Following a market survey to identify the manufacturers offering ink-jet printers with high printing speeds, one product each from Brother, Epson and Hewlett Packard was procured together with the associated inks.
The inks were first analysed with regard to their chemical composition, particular attention being paid to VVOCs (very volatile organic compounds) and potentially allergenic constituents.
The emissions from the ink-jet printers were determined in accordance with the test procedure described in RAL-UZ 171, with supplementary sampling for very volatile solvents (VVOCs), since such solvents were detected in the inks. In order for the VVOC levels to be detected, a new sampling and analysis method first had to be developed.

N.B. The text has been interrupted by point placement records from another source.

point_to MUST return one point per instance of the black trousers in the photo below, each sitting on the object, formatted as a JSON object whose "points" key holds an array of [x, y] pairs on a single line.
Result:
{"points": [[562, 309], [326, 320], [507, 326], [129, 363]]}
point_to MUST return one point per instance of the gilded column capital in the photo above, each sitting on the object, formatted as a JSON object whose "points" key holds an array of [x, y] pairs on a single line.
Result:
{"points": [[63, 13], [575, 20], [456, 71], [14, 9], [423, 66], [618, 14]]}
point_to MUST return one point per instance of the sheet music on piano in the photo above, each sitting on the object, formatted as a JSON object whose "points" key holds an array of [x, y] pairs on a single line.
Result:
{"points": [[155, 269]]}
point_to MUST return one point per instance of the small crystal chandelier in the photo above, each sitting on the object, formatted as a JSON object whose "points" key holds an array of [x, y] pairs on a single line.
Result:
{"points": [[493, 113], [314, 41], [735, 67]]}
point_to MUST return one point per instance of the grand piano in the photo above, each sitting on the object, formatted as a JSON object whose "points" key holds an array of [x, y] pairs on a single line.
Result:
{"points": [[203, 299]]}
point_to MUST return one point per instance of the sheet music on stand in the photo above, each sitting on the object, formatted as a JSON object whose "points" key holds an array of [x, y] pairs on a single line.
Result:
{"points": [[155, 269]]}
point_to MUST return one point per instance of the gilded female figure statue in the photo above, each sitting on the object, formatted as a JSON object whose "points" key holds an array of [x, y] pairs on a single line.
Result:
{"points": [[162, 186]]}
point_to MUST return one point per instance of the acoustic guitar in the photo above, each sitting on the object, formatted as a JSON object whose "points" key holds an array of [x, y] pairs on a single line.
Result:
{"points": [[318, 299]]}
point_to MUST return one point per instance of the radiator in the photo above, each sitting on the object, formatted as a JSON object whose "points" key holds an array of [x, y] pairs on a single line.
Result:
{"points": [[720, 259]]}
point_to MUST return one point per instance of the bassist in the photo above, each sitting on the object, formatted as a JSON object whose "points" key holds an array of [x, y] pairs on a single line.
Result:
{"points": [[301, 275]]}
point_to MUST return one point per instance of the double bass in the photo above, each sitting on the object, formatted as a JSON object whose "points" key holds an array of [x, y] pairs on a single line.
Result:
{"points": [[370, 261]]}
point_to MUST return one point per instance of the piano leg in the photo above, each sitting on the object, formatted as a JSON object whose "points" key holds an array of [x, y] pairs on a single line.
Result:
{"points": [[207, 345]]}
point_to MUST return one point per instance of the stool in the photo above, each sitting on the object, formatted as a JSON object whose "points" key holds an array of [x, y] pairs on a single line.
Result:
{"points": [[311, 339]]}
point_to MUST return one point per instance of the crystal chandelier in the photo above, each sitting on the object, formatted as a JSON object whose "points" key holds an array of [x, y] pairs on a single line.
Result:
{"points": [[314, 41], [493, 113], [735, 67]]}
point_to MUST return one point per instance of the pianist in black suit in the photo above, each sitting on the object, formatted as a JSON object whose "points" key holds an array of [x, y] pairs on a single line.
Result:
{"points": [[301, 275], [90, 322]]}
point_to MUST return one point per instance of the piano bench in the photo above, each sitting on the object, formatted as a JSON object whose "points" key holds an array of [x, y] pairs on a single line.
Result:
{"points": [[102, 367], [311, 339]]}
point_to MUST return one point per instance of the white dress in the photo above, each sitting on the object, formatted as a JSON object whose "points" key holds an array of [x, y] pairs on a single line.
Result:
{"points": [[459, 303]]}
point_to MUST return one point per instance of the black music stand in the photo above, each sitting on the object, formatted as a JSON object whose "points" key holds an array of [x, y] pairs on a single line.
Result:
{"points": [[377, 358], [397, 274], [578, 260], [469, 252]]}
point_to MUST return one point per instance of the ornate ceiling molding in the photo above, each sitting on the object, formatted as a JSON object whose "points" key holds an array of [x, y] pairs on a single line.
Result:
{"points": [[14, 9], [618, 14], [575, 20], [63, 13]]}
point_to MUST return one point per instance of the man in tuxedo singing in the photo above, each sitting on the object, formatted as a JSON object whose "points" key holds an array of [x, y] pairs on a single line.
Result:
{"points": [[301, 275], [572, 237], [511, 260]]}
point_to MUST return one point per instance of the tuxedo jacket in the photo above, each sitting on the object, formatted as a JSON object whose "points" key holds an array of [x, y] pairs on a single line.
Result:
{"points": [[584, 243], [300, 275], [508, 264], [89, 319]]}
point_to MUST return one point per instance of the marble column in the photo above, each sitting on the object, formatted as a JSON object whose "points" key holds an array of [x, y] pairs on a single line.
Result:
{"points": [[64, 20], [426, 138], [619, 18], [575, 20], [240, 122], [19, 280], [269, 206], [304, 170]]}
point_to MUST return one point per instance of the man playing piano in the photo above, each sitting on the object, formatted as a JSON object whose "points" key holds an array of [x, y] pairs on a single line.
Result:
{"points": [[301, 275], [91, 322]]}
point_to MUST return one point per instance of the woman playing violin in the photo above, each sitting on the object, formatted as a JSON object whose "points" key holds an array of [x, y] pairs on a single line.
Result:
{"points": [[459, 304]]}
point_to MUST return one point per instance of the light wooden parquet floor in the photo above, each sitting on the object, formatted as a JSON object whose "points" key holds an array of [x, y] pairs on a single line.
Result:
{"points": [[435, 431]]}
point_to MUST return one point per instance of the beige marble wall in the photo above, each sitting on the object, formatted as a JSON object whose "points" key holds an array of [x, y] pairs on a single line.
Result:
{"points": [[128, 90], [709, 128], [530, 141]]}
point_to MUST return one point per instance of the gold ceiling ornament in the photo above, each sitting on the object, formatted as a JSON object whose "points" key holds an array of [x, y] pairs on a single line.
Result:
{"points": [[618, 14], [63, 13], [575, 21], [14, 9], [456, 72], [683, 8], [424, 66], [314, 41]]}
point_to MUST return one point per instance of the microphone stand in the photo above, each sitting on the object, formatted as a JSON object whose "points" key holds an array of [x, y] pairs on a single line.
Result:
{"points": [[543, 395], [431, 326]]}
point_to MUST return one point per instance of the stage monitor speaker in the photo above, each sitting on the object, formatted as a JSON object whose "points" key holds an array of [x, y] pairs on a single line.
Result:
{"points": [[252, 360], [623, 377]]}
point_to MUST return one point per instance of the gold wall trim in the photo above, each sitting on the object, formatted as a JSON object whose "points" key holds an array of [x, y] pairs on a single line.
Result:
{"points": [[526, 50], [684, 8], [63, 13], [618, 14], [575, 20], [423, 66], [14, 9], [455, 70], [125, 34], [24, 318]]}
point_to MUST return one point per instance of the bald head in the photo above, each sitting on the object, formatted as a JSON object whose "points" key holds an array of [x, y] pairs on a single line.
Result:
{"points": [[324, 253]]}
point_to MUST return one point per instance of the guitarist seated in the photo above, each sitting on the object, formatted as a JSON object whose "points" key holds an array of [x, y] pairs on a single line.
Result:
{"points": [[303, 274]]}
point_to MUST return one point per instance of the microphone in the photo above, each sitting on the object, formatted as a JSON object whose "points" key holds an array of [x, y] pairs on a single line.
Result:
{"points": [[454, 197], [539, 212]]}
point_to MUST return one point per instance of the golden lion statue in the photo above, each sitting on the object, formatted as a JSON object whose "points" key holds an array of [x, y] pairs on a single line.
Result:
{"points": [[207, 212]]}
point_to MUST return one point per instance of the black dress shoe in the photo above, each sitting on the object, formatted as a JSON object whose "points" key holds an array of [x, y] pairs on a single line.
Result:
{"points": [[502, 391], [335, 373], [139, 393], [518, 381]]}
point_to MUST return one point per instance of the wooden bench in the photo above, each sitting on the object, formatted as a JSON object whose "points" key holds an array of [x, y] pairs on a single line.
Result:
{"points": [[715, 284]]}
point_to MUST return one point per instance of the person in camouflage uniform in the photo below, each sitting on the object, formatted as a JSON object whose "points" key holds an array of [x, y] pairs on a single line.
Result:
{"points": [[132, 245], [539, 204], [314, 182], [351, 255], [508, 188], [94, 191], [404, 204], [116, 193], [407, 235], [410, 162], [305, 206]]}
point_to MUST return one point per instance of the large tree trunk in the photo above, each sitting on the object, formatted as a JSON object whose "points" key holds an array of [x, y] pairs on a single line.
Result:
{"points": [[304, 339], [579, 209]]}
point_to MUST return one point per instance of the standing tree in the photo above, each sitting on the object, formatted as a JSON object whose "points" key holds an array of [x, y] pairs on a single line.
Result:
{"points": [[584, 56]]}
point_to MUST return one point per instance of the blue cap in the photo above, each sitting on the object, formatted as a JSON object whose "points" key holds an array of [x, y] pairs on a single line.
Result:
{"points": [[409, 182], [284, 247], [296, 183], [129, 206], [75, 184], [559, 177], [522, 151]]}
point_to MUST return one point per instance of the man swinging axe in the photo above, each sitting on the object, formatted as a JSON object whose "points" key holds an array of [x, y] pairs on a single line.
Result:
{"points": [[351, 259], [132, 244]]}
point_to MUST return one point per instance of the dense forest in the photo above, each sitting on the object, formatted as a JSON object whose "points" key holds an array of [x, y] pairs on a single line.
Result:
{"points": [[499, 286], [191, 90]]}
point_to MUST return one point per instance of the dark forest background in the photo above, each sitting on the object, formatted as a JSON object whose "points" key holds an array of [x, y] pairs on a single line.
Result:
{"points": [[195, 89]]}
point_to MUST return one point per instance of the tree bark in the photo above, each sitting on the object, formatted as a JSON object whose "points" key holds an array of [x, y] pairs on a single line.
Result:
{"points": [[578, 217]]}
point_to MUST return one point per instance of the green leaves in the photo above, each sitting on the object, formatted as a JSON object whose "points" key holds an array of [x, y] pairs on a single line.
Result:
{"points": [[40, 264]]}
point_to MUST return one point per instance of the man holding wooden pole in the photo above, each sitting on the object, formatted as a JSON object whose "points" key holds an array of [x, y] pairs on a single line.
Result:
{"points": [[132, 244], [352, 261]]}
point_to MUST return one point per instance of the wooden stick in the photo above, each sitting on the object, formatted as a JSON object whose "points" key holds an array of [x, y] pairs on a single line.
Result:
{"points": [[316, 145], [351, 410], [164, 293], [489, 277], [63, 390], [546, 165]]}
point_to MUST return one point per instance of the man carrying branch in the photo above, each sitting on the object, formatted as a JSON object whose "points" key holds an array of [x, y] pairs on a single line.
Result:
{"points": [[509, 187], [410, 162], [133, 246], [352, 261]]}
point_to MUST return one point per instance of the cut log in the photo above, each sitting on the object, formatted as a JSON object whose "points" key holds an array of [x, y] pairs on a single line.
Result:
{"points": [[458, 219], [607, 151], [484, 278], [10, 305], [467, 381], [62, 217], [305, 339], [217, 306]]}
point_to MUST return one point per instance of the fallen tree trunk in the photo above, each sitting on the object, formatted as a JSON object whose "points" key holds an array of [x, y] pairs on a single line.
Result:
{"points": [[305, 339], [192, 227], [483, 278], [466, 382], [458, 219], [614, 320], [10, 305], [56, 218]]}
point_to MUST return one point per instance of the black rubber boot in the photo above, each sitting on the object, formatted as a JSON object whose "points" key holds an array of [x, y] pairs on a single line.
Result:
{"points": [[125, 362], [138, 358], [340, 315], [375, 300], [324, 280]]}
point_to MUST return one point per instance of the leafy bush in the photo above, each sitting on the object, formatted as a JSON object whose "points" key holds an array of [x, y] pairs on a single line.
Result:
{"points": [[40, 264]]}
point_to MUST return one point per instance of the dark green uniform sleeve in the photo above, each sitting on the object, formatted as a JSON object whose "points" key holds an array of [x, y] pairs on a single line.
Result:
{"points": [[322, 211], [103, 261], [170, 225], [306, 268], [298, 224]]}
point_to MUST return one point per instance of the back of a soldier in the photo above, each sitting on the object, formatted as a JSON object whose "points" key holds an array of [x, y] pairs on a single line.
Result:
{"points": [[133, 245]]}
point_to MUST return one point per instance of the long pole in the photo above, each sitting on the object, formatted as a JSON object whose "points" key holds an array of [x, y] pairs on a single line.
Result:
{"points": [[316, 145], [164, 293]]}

The emissions from the products were determined in a closed test chamber both during standby and in the printing and post-printing phases; the ozone, dust, UFP, VOC and VVOC emission rates were determined.
As expected, ozone emissions were not detected on any product.
Dust-emission rates from the products of 0.3, 0.5 and 1 mg/h were measured (mean values of three measurements per product); the emission rates are thus substantially below the RAL-UZ 171 test limit value of 4 mg/h.
Ultrafine particle emissions were detected only in very small number concentrations. All printer models tested clearly meet the test requirement of 3.5 × 10exp11 particles/cm³.
VOC emissions (determined as the total volatile organic compounds, TVOC) of 0.3, 0.5 and 2.6 mg/h were measured. All TVOC values are below the test limit values of 10 mg/h (for monochrome printing) and 18 mg/h (for colour printing). The test requirements for benzene (0.05 mg/h) and styrene (1 and 1.8 mg/h for monochrome and colour printing respectively) are also observed.
VVOC emissions in the form of ethanol, acetone and i-propanol were detected. RAL-UZ 171 contains no test requirements for VVOC emissions, as a result of which these emissions cannot currently be evaluated.
As an alternative, the TVVOC and TVOC emissions of each product were added together. The totals were also below the TVOC test requirements.
To conclude, the ink-jet printers studied satisfy the emission requirements of the RAL-UZ 171 standard on the basis of which the Blue Angel mark is awarded, and emit hazardous substances at levels substantially below those from low-emission laser printers. Owing to their high printing speeds, they constitute an alternative to laser printers.